I really want input about this as well as locations that you think I should post it and how long to leave it up.  This is being done as a punishment to her and I will show it to her once it is ready and inform her of the duration of the postings.
 

Thanks for your input and I look forward to hearing your ideas


My input: Any half-assed photo program can get rid of the black box, even if not, it's possible to recognise someone you know by their jewellery. Also, she probably made a poor choice in a dom.




Hierodule -> RE: question on photo (10/27/2009 12:33:47 AM)

Am I the only one who thinks its odd that the op made this thread to ask about the appropriateness of a photo to be posted online and then POSTED said photo in the thread? Guess what buddy? Its too late you just published the photo... on teh interwebz... It doesn't matter if we like the black box or not at this point.

*edit* Ok just peeped his profile and he already has the same pic posted with less obstruction. Don't see the point of this thread at all. *backs away from the thread*




WyldHrt -> RE: question on photo (10/27/2009 12:37:49 AM)

OP- I hope you really read the above comments before going ahead with this (further than you already have, as I suspect that you cannot remove that photo now).
All the responses to this idea have been negative for good reason, and have come from respected members on both sides of the kneel.
Unless your sub agreed to this at the outset, it really is beyond the pale, IMO.




NihilusZero -> RE: question on photo (10/27/2009 1:23:19 AM)

quote:

ORIGINAL: LadyPact

And in less than 24 hours, those of us who said that pictures on threads being a bad idea have been proven right.  Thanks.

The same images are already visible on the OP's profile. If his intent was the same, he just would have been forced to post a link to the images, rather than embed them in a thread.




devilishpixie -> RE: question on photo (10/27/2009 2:26:03 AM)

Wow. I would have a hard time trusting my owner if he put up nude or sexual pictures of me w/o my conscent. Infact we put some up and after a couple of days I realized they made me really uncomfy and begged to remove them. He allowed me to do so. People are recognizable for alot more than their faces. For me personally anyone that knows me would recognize a photo because of my tattoos.

My question to the op is .. if this is for discipline what is the lesson to be learned or the behavior you are modifying with this discipline?

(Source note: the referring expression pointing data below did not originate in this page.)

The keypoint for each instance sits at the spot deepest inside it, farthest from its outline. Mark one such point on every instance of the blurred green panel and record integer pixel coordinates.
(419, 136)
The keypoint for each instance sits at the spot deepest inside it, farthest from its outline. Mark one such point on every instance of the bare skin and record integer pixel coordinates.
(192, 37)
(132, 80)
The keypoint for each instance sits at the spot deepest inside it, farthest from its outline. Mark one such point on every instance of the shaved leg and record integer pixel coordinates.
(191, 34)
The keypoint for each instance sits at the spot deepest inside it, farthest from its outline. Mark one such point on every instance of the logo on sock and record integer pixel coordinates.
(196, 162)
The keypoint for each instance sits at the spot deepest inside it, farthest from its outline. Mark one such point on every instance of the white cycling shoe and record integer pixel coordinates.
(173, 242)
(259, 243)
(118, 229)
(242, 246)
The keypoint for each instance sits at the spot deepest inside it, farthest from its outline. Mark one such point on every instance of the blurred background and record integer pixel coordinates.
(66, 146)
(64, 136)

DesFIP -> RE: question on photo (10/27/2009 4:17:35 AM)

quote:

ORIGINAL: LadyPact

Oh, as for the OP, the only thing you seem to be punishing her for that is effective is her poor choice in a Dominant.



Absolutely right.

If she messed up, it was your fault. You are supposed to be able to teach her. Why didn't you? If however it was deliberate, then you folks have much greater problems than any punishment can solve.

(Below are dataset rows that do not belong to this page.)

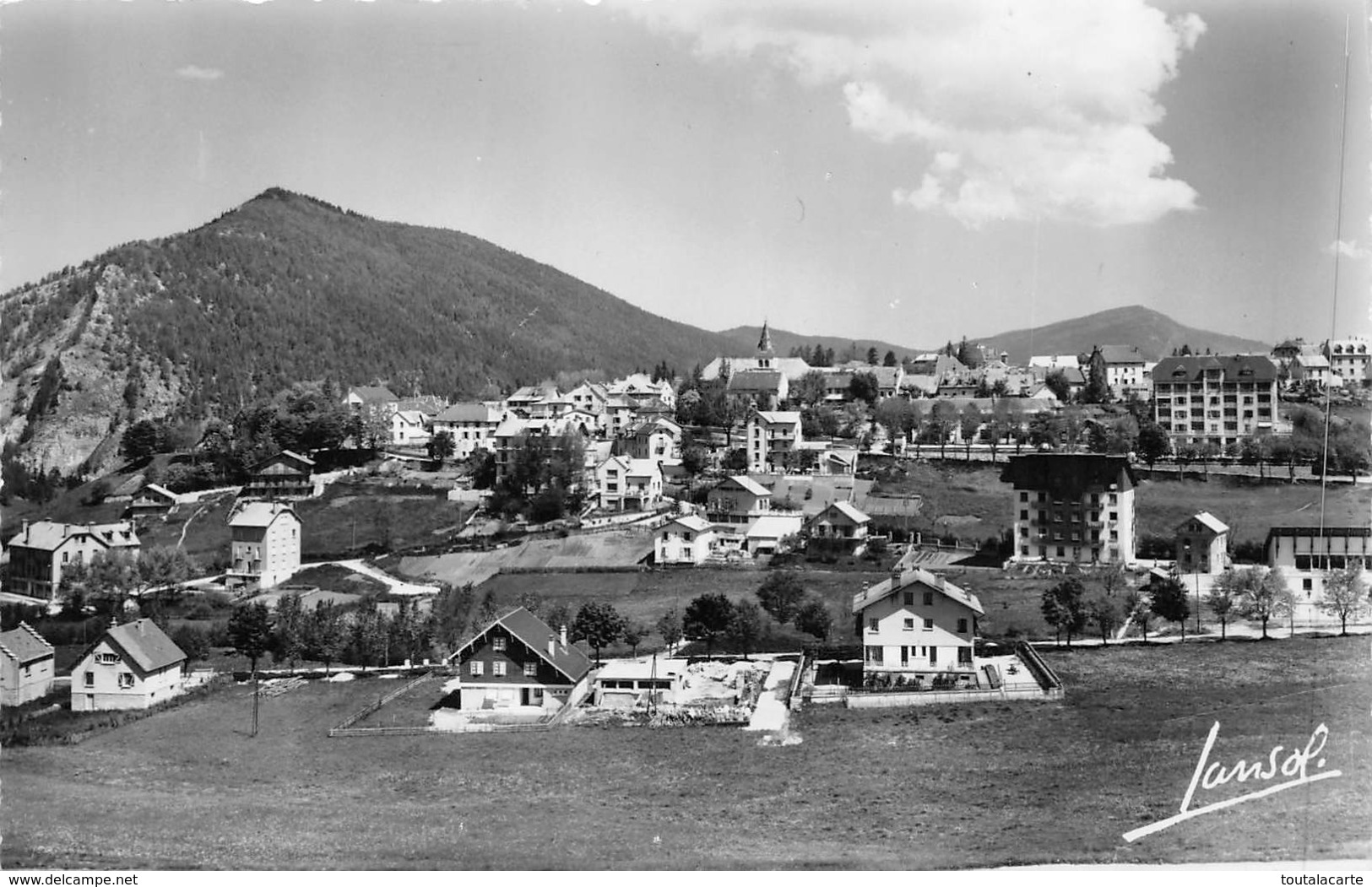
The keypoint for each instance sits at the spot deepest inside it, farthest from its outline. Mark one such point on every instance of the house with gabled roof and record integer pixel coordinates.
(627, 484)
(1202, 544)
(840, 522)
(917, 624)
(772, 441)
(372, 397)
(26, 665)
(1071, 507)
(737, 500)
(131, 667)
(685, 540)
(41, 550)
(519, 661)
(471, 427)
(153, 500)
(283, 476)
(265, 544)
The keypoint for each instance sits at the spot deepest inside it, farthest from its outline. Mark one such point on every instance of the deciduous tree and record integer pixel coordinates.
(597, 624)
(781, 595)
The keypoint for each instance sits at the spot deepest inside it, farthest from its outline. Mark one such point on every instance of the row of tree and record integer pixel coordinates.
(1253, 592)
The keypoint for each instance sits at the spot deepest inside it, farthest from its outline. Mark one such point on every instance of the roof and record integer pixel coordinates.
(847, 509)
(663, 668)
(1209, 522)
(1334, 533)
(25, 645)
(144, 645)
(1069, 473)
(373, 394)
(1235, 368)
(915, 576)
(534, 632)
(131, 485)
(779, 417)
(259, 514)
(774, 527)
(794, 368)
(467, 413)
(746, 483)
(755, 380)
(693, 522)
(1121, 354)
(50, 535)
(160, 491)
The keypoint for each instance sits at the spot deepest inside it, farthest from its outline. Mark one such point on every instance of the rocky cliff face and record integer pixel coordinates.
(72, 318)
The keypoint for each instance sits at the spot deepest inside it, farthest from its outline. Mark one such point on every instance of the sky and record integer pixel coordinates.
(904, 170)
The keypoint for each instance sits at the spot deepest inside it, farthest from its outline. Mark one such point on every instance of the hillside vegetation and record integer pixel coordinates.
(289, 288)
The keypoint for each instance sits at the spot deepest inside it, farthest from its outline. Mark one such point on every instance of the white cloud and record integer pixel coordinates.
(1011, 110)
(1348, 248)
(195, 72)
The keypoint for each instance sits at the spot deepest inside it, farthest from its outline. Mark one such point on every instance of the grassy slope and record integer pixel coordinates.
(939, 787)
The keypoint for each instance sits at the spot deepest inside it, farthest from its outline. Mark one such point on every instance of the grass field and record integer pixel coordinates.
(937, 787)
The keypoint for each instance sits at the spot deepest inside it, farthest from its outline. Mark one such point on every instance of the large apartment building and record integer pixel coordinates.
(1214, 399)
(1350, 358)
(1071, 507)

But spreading her photo all over the internet, knowing that dozens or hundreds have already downloaded it and will continue to spread it just shows what poor choices you make and should make her rethink about the wisdom of submitting to you.




LadyPact -> RE: question on photo (10/27/2009 7:20:35 AM)

quote:

ORIGINAL: NihilusZero

quote:

ORIGINAL: LadyPact

And in less than 24 hours, those of us who said that pictures on threads being a bad idea have been proven right.  Thanks.

The same images are already visible on the OP's profile. If his intent was the same, he just would have been forced to post a link to the images, rather than embed them in a thread.



NZ, even TOS recognizes that the images that anyone uploads should be of yourself.  Section nine is pretty clear about it.  Throwing the pictures of someone else on a thread just makes the poor choice worse.